Nils Thomsen’s Meret, originally released by OurType in 2011, has been updated to Meret Pro for a release by TypeMates. Initially developed as a dissertation project at the Type and Media course at KABK in The Hague, Thomsen’s Meret Pro reflects his approach to design: “undogmatic, direct and powered by research, perseverance and exploiting the latest font technologies.” The serif typeface was produced for newspapers to be read in thin columns with “dense leading.” You can find Meret Pro’s 16 styles on the TypeMates website.

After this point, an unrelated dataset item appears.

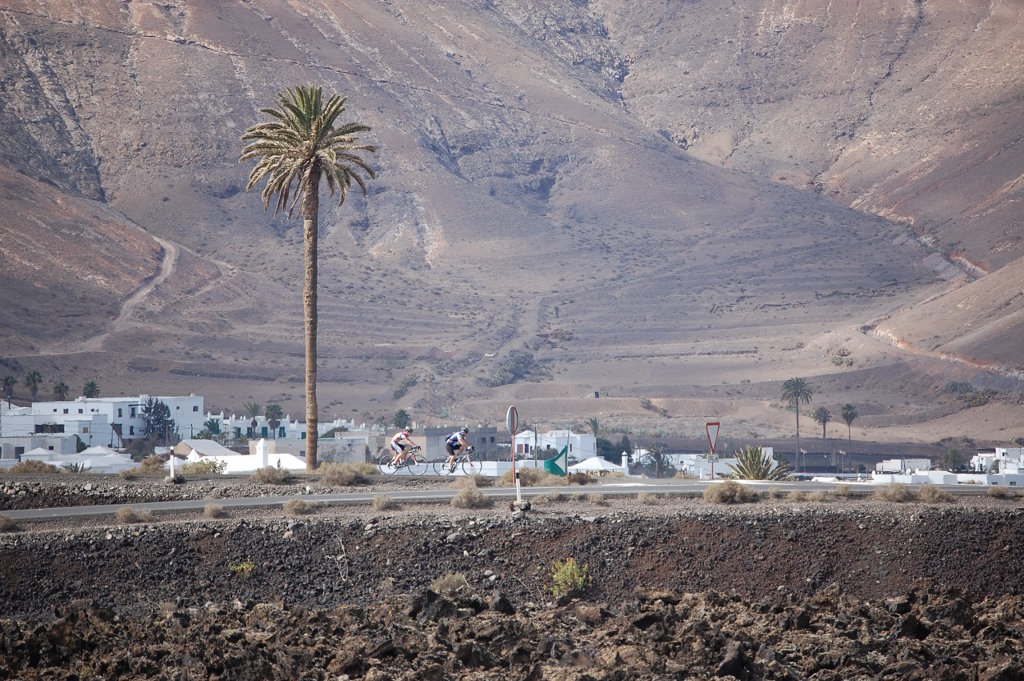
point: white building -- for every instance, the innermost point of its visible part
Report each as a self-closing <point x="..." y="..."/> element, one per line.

Why Variable Fonts Will Succeed
Thomas Phinney, an avid variable font advocate, published a thoughtful essay on “Why Variable Fonts Will Succeed.” The piece contrasts variable fonts to two failed technologies of the past—GX Variations and Multiple Master—and explains what makes variable fonts different. The difference, Phinney argues, stems from the initial support of Apple, Microsoft, Adobe, and Google; with “every one of the major players in type design tools and related utilities” on board, variable fonts should “see rapid adoption in a few very high-impact and high-visibility places, including as system fonts.” Read Phinney’s essay on his website.
TypeTogether published José Scaglione and Veronika Burian’s Protipo, a typeface designed for information design: “apps, infographics, UI, wayfinding, transport, posters, display, and even internet memes.” Protipo includes 48 styles, including compact, narrow, wide, and icons versions in multiple weights. The designers created the low-contrast sans serif for anything technical, ranging from “annual reports and wayfinding to front page infographics and poster use.” In the future, Protipo will include a variable font version. You can find Protipo on the TypeTogether website.